I have no intent to declare that I am a crossdresser.  I can’t anyway as that would be the end of life as I know it.   I must remain firmly in the closet – as I have done for over a decade.  I’ve done it for this long and according to what I’ve read on line, crossdressers can remain closeted for three times that, or more.  That inner most secret never comes out to anyone (even those closest to them) whilst ever they live.  (Although it worries me that should I have to leave this life suddenly, that I wouldn’t be around when things begin to be found and what stress that would cause – but that’s not something I should really worry about right now I suppose!)

Imagine the confusion anyway and the misunderstanding if I did fling the closet door open, climb out with a large hammer and smash it to smithereens and just open up.  Just because I am a crossdresser, it doesn’t make me any different as to who I am and who I appear to be to those close to me.  It is just a side that they don’t know about – not even those I am closest to, but it’s not as easy as that is it, much though in an ideal world, it should be.

What we have here is plain and simple.  Genetics.  Something in the way that both I and my relative were made has made us the way we are.  It’s no one’s fault – our parents didn’t do anything wrong, there was no issue with the way we were brought up. We weren’t made to dress in clothes of the opposite sex, no dis-satisfaction at having boys in the family etc.- we had a good upbringing (perhaps slightly strict at times but that’s not necessarily a bad thing) and our family has always been a tad dysfunctional as are many these days, but that’s it.

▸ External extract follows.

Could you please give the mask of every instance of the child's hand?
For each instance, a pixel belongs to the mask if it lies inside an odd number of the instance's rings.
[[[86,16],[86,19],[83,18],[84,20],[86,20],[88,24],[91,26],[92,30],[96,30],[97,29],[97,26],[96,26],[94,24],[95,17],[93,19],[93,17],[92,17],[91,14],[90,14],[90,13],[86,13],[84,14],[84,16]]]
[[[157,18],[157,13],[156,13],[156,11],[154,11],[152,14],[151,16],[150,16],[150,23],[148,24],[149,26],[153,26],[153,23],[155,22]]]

But perhaps most interestingly of all, is that our paths through life have always been and continue to be separate, yet have such similarities at the same time.  Interesting isn’t it?  In previous years, it troubled me – I suppose – and led me to try and seek answers where there were no questions in the first place but I’m long since over that.

My relative lives elsewhere, away from the nucleus of the family, and has done for a while, so there has been no influence from me on them and them on me.   It’s just genetics – we’re wired similarly only different.

There.  I’ve been meaning to write about that for a while.   Why I am a crossdresser?  Because, as you probably could have told me before I even wrote this and in fact, as many have told me before during on-line chats, you can’t change the way you as it’s the way you are.  For me, after some periods away from crossdressing, I have become ever more mindful of the fact that I need it and it is part of me.

There are times when I’m not happy with myself as per my last more dis-satisfied blog entry, but some time away from it all and the application of some control usually helps put me back on the ‘right’ path, whatever that is.  Just within the last 24 hours, I have dressed again, contentedly, albeit going on line again but I still did it for me in my own personal space and time but with control applied.  And I enjoyed it too.